En ouvrant ce Video games, j’étais parti pour lire quelques pages par curiosité et abandonner la lecture, convaincu par avance que ce livre était une imposture, un édifice à la gloire du marketing conçu pour occuper l’esprit tourmenté de trentenaires dépressifs et nostalgiques de leur jeunes années. J’ai donc lu le premier chapitre, qui est une allégorie du capitalisme à base de Pac-Man, et j’ai eu envie de lire la suite. Même si le propos est vraiment tiré par les cheveux, je l’ai trouvé assez intéressant.

Puis, en avançant dans la lecture, je suis tombé sur un passage que j’ai trouvé un peu moyen.
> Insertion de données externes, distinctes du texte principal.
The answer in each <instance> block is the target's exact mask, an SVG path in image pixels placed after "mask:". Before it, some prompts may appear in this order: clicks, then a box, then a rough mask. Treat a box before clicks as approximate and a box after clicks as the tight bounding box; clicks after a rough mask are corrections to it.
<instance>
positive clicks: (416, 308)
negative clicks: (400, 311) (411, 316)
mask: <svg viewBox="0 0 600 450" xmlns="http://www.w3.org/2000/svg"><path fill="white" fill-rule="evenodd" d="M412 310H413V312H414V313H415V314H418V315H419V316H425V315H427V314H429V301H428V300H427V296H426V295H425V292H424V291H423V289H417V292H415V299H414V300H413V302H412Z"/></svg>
Si l’on juge uniquement en termes de matière première, en tenant compte du fait que les Polonaises ont moins accès à l’élégance et à la haute couture, Varsovie est au même niveau que Paris et Milan pour ce qui est du nombre de belles filles par habitant, ce qui, étant donné l’histoire du pays et la proportion de sa population jeune/intelligente/capable qui a péri sous le coup des épées/pistolets/bombes des Prussiens/Allemands/Russes au cours des 250 dernières années, est un miracle aussi remarquable que la multiplication des pains et des poissons par Jésus.

Puis un autre.

Il m’a un jour expliqué avec une once de fierté qu’elle en pinçait pour lui parce qu’il mettait en avant son côté juif, son côté « peuple opprimé », capitalisant sur la longue histoire de l’antisémitisme en Pologne. Il a admis avoir piqué ce stratagème aux Noirs qu’il avait connus et qui s’étaient tapés des dizaines de filles blanches de banlieue dans son école d’art libérale de la côte Est – il portait d’ailleurs souvent une casquette rasta en laine pour leur rendre secrètement hommage.

C’est pas que je n’ai pas d’humour, mais quand même. Refroidi par ces passages, j’ai poursuivi ma lecture avec bien moins d’entrain et de complaisance. Passé les 50 premières pages, la lourdeur de ce style fait uniquement d’un humour de stand-up a fait son oeuvre, j’en ai eu assez — le stand-up ça va bien 10 minutes et sur scène. Le roman a perdu de son intérêt pour moi. Tout s’est effondré d´un coup, je n’ai plus cru à l’histoire et j’ai décidé d’arrêter de perdre mon temps. En fait, mon a priori était juste. J’assume mon âge et refuse de me refugier dans une nostalgie pixelisée et fantasmée.


D. B. Weiss, Video games, traduit par Fabrice Pointeau, Sonatine, 2012, 358 p, Amazon.